Coming off the pill was the best decision we’ve ever made

A recent study linked the pill to a 25 per cent increased risk of depression


“Birth control totally fucked my emotions up.”

It’s one of the first things a friend tells me when we start talking about the pill, and it’s not an uncommon story. A recent study found that women on the combined pill were almost a quarter more likely to be prescribed an antidepressant than those who didn’t take it. The risk rose to a massive 80 per cent in teenage girls aged 15 to 19.

Researchers suggested that the higher risk was connected to the hormone progesterone, which had a negative effect on mood during the menstrual cycle and can affect the nervous system as its broken down. The hormone can also be found in contraceptive patches and hormonal rings or coils.

Weight gain, emotional instability and depression are the usual horror stories we hear about normal, happy women whose bodies have failed to adjust well to their birth control.

But because of familiarity and – for the majority of people at least – a lack of side-effects, the pill remains the an extremely common form of contraception for women. So common in fact that many people don’t even entertain the idea of coming off it, or link it to their mental health. One girl told me: “Until I read this article, I actually hadn’t made the connection to my anxiety and depression with my birth control. I am considering switching methods now.”

For those who have made the decision to come off the pill, though, the stories are encouraging: “I was on the pill since I was 13 or 14 to regulate my periods”, says Dee.

“I came off it a couple of months ago and I’ve never felt better about myself. I’m nowhere near as anxious as I was before, also I’m not hungry 24/7 which means I’m not thinking about food every minute, something that was almost spiralling into an eating disorder.

“When I eventually decided to change my doctor told me that I should never have gone on the pill in the first place, because I should have just allowed my periods to regulate. So I basically took the pill for no reason for like eight years.

 “And as soon as I came off it, my periods became regular three months later. I feel like the doctor should have checked that, or recommended different methods of birth control at least.”
Another friend told me: “The pill made me clinically depressed and I only found out that it was because I randomly went off it for a month, now I’m fine but I’m scared to take another form of hormonal contraception, given my experience.”I discussed it with my doctor and decided after antidepressants me and my doctor tried it without the pill. I got better but I still go to therapy once in a while, it’s all OK now.”

Phoebe, a journalist from London, experienced depression after going back on the pill in her twenties. She describes feeling “overwrought all the time”. She said: “For some time, I was on the verge of tears almost constantly. One evening, my housemate came home and found me sitting in the kitchen crying quietly; I hadn’t even noticed I was doing so. Realising this made me feel a little like I was going insane.

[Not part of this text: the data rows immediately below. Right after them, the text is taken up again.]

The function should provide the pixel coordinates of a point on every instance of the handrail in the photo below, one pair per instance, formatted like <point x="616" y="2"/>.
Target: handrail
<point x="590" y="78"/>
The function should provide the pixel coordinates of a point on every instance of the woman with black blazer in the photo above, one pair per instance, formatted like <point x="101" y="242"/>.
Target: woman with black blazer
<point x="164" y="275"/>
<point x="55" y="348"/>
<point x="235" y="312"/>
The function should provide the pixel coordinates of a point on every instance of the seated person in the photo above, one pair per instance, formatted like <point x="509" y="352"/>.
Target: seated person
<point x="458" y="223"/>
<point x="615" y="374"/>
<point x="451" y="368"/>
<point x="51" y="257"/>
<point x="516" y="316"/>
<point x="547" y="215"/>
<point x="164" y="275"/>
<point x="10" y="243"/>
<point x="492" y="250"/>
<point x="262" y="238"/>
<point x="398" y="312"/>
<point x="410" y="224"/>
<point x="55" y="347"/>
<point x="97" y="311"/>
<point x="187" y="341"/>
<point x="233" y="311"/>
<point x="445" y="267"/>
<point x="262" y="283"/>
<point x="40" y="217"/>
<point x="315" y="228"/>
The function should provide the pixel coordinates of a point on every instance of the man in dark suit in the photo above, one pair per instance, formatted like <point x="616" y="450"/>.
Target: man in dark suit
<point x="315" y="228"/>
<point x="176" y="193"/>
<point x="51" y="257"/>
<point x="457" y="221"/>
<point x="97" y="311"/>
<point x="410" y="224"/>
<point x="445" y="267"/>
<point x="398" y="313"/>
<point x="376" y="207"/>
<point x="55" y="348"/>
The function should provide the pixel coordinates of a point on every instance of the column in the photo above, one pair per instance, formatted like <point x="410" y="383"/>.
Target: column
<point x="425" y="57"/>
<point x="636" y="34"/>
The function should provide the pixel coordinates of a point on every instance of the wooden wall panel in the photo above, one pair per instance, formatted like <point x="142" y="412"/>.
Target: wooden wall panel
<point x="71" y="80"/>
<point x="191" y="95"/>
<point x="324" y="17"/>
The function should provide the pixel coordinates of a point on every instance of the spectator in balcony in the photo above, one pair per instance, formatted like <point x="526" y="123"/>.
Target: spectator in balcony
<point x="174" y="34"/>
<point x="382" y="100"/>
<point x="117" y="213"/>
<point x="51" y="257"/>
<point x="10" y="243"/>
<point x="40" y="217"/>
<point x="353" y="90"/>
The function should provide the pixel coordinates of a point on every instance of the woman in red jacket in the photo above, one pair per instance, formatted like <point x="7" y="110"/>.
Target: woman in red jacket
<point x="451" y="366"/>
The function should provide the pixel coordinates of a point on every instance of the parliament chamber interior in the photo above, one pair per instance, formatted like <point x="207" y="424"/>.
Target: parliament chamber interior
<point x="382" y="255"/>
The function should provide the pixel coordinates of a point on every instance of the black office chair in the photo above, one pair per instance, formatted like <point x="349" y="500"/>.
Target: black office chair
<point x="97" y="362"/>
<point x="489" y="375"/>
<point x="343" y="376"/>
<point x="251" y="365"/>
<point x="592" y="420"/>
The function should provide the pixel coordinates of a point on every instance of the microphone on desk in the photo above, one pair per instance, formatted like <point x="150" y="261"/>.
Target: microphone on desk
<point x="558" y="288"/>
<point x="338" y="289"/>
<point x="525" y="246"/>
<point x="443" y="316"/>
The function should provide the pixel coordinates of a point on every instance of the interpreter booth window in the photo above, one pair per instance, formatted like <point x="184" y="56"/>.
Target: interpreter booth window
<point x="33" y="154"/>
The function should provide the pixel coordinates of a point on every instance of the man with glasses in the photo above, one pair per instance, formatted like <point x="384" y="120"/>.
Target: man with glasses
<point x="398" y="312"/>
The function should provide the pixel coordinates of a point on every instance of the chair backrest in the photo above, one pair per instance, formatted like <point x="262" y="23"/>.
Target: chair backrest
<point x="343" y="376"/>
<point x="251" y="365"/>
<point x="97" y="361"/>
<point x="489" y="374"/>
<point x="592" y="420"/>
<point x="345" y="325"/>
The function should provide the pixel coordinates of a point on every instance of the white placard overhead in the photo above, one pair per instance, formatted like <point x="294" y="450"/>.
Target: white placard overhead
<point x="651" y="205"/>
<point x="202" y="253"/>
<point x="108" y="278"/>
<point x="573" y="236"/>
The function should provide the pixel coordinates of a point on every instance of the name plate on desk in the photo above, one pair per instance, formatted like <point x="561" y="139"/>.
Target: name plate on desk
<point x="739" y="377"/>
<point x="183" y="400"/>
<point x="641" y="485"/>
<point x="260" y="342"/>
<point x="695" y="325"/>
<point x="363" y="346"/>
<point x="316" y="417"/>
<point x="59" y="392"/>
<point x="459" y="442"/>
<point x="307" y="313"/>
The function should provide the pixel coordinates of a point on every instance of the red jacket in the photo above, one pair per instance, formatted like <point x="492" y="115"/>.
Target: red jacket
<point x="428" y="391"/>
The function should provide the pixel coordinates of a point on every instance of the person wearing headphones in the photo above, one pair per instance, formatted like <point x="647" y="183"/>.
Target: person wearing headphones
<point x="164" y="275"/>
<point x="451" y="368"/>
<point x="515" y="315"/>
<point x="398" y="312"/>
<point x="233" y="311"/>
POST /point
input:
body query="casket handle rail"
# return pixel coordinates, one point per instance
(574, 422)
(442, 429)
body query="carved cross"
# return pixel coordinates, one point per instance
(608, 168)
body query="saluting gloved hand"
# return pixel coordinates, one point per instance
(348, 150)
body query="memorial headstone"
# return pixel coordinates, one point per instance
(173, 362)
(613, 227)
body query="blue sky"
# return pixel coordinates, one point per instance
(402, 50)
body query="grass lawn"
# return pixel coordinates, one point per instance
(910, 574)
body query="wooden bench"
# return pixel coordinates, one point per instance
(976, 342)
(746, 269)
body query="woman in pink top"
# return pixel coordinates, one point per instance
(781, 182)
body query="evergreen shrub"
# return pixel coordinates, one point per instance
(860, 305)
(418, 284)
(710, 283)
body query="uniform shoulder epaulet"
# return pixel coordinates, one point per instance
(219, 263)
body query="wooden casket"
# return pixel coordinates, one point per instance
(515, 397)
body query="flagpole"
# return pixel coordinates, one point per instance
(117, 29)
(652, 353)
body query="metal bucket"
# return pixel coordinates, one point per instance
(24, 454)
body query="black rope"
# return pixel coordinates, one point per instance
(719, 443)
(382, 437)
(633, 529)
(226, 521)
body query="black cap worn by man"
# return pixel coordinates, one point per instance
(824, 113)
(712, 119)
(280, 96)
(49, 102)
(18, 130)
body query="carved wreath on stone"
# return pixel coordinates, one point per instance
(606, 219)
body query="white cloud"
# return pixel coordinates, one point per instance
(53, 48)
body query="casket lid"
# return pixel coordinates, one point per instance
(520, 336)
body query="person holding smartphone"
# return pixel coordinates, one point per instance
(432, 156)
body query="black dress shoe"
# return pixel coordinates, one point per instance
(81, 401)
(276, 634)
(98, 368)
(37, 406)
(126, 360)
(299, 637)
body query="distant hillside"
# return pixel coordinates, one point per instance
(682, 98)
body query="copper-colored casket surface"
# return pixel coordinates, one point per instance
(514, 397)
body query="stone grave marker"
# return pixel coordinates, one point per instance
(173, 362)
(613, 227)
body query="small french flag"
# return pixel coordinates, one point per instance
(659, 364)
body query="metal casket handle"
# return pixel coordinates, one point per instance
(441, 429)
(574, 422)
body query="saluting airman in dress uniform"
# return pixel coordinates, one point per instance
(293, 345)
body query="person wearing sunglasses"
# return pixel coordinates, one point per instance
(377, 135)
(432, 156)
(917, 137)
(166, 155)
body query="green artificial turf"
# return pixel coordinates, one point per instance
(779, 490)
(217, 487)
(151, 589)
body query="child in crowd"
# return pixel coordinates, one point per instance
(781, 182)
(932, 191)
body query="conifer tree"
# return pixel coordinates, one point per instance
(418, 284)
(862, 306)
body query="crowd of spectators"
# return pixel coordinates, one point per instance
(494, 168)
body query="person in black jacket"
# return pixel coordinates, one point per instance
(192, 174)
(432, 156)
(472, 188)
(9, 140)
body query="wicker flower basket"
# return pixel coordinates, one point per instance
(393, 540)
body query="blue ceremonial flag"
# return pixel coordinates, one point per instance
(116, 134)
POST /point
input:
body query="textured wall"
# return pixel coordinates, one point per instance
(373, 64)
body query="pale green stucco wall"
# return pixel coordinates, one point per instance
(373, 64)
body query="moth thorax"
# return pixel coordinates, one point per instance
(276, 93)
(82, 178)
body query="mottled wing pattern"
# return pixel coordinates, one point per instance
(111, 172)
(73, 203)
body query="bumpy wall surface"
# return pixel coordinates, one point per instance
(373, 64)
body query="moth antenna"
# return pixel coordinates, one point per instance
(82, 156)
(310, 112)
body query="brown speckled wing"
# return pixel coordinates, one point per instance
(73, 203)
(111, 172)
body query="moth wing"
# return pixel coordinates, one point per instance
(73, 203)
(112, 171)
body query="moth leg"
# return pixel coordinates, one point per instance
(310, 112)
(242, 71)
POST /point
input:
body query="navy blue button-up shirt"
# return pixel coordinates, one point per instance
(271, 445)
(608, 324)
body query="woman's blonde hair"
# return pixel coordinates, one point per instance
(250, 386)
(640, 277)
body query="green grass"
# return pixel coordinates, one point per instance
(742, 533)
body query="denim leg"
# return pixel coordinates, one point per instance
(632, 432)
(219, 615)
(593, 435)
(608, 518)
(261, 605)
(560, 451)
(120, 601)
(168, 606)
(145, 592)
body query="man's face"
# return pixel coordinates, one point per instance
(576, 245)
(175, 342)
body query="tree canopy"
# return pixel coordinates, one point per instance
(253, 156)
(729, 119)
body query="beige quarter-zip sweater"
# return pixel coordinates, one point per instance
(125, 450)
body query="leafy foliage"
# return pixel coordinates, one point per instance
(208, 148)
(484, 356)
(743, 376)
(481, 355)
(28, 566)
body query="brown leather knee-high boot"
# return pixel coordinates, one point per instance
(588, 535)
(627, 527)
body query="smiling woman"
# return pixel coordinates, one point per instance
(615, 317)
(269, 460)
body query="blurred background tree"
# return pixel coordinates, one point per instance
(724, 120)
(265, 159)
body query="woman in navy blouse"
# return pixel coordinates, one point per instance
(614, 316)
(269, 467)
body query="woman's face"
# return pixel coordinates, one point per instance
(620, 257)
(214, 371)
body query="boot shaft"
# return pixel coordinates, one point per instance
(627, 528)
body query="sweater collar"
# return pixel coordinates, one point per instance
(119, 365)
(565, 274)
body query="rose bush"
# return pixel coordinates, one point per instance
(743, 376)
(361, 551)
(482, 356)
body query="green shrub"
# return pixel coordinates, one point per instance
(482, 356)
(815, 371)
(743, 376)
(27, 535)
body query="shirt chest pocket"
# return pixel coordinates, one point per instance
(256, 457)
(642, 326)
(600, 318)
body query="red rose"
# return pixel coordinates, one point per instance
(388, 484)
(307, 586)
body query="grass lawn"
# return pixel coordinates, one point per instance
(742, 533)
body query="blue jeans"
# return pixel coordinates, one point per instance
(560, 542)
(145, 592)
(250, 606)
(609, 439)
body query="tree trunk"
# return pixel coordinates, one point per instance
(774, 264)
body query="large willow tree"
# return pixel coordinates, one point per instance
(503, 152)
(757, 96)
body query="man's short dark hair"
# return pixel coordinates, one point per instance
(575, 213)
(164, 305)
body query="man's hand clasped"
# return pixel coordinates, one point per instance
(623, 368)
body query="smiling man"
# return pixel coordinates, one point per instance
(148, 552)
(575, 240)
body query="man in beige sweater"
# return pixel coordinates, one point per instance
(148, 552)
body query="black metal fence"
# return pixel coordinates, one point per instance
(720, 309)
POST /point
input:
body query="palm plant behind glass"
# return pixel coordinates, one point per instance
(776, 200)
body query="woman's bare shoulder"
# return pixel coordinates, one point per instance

However, I’d been warned by my GP that it would take a little while for my hormones to re-settle and therefore I should expect to feel a little “emotional”. So while the near-constant weeping was inconvenient (and on occasion, quite embarrassing), I wasn’t spooked. Just slightly dehydrated. Sometimes, in the right mood it was actually almost quite funny. One of my other housemates had also just gone on the pill and also reported feeling a bit ‘weepy’ – we had this amusing ongoing text exchange about it.

But after these first few weeks, the tenor of my emotions changed, very gradually. I stopped crying: my overblown wretchedness was replaced by a resounding emptiness, which was far, far more scary. I couldn’t really see the point in doing anything. Everything felt a little like it was happening behind a glass screen.

“I couldn’t raise my spirits – I barely had any at all. I felt dull, disengaged and uninterested. I struggled to eat much, or summon enthusiasm for things, or care about anything at all. However, because it was gradual, it took me longer to notice anything was up: it was only retrospectively that I noted that I’d stopped crying and had slipped into something else.

“Finally, after months of failing to feel anything, I Googled my symptoms, worried that they chimed with the diagnosis of clinical depression (I am a hypochondriac but it was uncanny), and wondered if the pill had anything to do with it. It was the only ‘lifestyle change’ to which I might be able to attribute how I was feeling.

“I stopped taking it, switched to another method of contraception, and the darkness very slowly lifted, though it took an astonishingly long time to feel totally normal again.”

Dr Channa Jayasena, from the Society for Endocrinology and Imperial College London, said that women shouldn’t be “alarmed” by the link between depression and the pill, explaining that the study does not “prove” a link. But she admitted: “However, we know hormones play a hugely important role in regulating human behaviour.”